(CBS4) – Charlie Sheen made the surprise announcement that he has been infected with HIV for about four years, yet emphasized that he does not have AIDS, and that his overall health is actually good. And that, in itself, gives you a pretty reasonable snapshot of today’s world of HIV and AIDS compared to a little over a decade or two ago.
First, a few things to clear up: Sheen is infected with HIV, which stands for Human Immunodeficiency Virus — but at this stage the virus is being suppressed in his system with medication.
Untreated, HIV can progress into full blown disease, namely AIDS, or Acquired Immunodeficiency Syndrome — where the immune system is destroyed by the virus and death soon follows.
So here’s how this disease has changed over the past decades, and why Charlie Sheen can sit and talk about feeling healthy, and the likelihood of a long life. It all has to do with education and major advances in the treatment of HIV.
In the early 1980s, contracting HIV was essentially a death sentence. Our treatments were poor, and lifespan after diagnosis was often measured in months. By the year 2000, better treatment could mean an average life expectancy of age 56. By 2007, that life expectancy jumped to an average of 71.4 years.
I need to point out that those numbers are not as high in those who share needles to take drugs, and in people of color.
HIV is spread in a number of ways: through semen, blood, vaginal fluid, sharing needles, pregnancy, and breast feeding. Note, therefore, it can be spread through either homosexual and heterosexual activity, as well as other ways.
So what are the takeaways — the real messages here?
First is to be tested for the virus — It’s estimated that about 1.2 million Americans have HIV, but one in eight don’t (approximately 13 percent) don’t know it. There is a link to testing guidelines at the end of the page.
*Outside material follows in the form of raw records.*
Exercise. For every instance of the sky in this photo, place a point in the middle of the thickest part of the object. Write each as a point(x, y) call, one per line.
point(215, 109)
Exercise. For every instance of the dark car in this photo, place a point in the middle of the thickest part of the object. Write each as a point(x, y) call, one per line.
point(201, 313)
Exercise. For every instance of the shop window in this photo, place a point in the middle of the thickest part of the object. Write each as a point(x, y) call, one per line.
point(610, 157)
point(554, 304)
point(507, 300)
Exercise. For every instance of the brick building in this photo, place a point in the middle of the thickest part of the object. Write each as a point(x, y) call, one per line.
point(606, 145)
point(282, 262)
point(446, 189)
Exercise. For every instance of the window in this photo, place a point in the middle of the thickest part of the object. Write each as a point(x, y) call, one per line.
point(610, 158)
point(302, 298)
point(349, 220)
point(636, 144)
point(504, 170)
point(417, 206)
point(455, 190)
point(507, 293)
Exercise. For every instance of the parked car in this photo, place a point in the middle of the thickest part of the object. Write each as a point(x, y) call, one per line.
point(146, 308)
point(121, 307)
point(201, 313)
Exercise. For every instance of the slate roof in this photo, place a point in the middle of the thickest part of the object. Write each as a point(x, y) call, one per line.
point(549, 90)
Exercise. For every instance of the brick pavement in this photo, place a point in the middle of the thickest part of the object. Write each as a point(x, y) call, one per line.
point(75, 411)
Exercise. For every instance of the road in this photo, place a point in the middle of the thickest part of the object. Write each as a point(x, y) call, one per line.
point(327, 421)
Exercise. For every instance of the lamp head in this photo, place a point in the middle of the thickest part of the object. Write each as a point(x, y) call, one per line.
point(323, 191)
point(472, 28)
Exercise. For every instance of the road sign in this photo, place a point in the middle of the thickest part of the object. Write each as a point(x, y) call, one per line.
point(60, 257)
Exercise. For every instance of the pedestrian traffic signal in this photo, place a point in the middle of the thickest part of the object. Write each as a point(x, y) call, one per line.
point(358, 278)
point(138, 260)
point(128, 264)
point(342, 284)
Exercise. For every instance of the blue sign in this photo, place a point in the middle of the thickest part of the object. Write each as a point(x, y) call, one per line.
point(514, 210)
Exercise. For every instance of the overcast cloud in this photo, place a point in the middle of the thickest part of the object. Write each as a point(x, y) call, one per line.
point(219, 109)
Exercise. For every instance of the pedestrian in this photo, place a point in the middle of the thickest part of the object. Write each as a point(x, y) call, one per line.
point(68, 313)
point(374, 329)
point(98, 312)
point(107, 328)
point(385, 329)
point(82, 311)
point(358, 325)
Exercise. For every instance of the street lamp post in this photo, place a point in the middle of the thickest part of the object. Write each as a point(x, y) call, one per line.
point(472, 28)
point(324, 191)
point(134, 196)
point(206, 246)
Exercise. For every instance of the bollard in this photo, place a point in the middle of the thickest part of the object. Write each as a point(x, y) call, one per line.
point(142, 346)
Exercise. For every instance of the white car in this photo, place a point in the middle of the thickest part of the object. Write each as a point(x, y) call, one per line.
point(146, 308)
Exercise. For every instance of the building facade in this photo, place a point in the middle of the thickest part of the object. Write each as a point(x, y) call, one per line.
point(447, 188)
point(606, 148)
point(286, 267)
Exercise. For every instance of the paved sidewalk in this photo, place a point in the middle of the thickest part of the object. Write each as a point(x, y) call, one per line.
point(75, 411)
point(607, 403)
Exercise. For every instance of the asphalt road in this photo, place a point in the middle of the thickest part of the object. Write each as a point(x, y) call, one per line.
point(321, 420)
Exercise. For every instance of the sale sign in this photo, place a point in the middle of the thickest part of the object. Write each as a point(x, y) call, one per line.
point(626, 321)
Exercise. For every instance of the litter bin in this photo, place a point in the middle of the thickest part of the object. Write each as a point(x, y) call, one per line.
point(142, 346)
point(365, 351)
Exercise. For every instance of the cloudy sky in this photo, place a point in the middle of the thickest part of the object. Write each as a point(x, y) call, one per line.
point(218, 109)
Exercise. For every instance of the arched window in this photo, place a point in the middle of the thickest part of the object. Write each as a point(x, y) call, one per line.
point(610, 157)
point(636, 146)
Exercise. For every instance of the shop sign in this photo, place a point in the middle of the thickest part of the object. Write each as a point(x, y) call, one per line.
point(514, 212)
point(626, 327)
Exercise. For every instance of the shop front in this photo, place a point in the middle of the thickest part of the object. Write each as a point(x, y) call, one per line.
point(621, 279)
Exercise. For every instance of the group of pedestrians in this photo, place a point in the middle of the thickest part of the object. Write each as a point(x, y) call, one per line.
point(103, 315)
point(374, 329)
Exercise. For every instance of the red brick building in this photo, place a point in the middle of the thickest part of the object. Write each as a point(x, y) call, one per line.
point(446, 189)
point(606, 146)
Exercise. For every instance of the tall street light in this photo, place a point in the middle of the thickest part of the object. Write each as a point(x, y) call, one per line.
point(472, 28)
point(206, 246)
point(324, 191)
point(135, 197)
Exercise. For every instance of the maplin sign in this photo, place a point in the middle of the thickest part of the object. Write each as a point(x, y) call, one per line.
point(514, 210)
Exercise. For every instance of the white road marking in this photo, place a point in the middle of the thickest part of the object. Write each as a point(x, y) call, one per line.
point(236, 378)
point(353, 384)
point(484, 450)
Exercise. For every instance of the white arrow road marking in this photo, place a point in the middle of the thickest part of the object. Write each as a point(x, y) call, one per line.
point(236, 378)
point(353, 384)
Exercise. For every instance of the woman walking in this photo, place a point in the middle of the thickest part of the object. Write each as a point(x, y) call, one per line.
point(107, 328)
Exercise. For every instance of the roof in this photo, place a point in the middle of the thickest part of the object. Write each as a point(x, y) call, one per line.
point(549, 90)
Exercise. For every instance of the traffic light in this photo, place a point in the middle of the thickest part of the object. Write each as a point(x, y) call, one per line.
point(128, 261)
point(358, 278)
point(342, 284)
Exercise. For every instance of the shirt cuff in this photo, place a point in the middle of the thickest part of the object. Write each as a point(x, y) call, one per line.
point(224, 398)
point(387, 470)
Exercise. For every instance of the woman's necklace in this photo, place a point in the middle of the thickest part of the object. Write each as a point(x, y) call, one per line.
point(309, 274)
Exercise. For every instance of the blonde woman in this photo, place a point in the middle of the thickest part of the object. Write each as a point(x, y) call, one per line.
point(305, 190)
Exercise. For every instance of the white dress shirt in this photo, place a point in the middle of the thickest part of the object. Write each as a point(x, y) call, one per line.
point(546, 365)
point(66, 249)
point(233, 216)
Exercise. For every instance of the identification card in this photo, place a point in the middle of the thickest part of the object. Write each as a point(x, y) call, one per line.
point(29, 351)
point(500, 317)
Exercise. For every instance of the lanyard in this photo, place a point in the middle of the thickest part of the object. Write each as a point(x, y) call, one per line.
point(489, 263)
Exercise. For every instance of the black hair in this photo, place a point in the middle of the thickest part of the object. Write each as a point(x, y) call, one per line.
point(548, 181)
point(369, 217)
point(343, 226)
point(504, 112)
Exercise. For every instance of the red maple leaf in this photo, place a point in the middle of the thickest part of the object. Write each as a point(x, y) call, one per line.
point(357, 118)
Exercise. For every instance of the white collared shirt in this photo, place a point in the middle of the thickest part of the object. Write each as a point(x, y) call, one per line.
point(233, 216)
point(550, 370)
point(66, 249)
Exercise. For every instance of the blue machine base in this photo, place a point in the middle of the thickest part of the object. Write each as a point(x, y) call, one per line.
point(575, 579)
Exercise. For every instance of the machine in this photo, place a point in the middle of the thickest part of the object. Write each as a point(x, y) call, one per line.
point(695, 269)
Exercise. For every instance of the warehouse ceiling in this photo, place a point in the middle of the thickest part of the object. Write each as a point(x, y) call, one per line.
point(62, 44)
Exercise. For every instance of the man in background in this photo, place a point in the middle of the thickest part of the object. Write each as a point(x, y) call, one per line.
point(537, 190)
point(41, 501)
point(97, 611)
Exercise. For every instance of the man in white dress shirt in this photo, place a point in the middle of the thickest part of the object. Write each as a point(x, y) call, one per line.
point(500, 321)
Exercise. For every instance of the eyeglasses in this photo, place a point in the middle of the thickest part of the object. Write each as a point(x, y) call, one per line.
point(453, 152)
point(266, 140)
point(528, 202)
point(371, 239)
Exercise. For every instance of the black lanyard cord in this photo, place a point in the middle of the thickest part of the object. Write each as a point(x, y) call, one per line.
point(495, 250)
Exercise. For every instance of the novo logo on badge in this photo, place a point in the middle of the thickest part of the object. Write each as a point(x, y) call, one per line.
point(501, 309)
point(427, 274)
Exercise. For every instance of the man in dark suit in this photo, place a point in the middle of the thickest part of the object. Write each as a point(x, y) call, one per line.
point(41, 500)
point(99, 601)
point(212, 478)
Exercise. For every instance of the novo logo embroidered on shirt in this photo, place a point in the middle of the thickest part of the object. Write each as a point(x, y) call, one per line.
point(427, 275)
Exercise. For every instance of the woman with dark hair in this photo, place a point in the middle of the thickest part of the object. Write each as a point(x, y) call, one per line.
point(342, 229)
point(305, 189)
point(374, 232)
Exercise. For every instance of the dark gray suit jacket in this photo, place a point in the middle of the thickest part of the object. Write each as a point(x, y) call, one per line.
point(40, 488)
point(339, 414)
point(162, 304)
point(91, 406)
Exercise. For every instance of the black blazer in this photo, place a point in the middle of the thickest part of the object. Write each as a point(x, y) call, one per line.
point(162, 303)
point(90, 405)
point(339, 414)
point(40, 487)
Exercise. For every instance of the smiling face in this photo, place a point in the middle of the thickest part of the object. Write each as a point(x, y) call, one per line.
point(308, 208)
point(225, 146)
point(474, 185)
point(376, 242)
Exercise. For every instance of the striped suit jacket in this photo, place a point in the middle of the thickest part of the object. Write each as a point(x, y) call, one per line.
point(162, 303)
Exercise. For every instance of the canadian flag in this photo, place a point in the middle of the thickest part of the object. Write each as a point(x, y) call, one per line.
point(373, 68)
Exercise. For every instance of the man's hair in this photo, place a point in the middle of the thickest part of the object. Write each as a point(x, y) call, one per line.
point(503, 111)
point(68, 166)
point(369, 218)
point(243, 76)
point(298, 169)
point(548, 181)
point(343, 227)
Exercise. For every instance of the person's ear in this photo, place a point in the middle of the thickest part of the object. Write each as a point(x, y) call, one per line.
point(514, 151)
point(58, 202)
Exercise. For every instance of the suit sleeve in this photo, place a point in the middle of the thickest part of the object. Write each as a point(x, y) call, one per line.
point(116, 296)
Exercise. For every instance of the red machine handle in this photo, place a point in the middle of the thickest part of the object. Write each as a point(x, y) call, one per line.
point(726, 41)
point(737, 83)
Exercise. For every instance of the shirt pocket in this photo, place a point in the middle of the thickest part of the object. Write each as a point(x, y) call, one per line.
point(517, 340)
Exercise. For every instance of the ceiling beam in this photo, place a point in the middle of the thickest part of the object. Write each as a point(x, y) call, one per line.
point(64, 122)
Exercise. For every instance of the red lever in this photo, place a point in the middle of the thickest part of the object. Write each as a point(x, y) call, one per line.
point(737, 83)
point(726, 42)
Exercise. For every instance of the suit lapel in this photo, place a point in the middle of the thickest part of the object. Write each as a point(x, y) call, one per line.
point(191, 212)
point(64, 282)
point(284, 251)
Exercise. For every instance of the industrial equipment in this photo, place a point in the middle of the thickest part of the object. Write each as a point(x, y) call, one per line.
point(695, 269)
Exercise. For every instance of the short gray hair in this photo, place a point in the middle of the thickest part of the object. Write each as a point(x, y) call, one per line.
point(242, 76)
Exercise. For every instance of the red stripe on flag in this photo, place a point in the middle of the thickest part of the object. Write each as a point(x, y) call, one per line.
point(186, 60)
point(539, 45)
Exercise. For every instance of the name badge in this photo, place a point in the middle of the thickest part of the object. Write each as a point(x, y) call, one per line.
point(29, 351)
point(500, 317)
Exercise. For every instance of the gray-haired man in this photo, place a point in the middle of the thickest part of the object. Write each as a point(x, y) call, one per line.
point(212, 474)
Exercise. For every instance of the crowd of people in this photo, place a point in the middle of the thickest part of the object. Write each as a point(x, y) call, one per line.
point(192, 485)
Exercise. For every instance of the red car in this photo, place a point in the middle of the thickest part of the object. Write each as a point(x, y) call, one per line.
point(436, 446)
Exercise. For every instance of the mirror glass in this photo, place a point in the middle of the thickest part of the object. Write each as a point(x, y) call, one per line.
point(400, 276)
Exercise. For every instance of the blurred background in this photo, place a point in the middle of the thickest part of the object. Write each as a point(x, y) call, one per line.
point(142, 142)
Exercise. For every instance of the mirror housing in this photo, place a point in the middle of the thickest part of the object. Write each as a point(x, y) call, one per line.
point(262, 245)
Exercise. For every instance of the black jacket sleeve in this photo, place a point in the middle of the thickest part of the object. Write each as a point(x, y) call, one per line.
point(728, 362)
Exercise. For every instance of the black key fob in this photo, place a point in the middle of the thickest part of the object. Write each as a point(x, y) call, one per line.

Second, if positive, be treated — Once again, the medications are so much more effective that’s it is possible to keep the number of HIV particles in the bloodstream at barely detectible levels. But … new medications don’t give a license to a reckless lifestyle — about one in four new cases are being detected in teens.
Third, condoms and safe sexual practices are a must.
Fourth, talk to your partners and your loved ones — Your partners deserve to know your status and your family and friends can be your support, especially in light of the stigma that often accompanies this infection.
Number five: know there are preventive regimens — If your lifestyle isn’t what it could be, as well as a quick treatment available if you have a onetime high-risk exposure.
Good luck to Charlie Sheen, as well as the other 1.2 million Americans who battle this virus. The outlook is much improved, but it’s not perfect.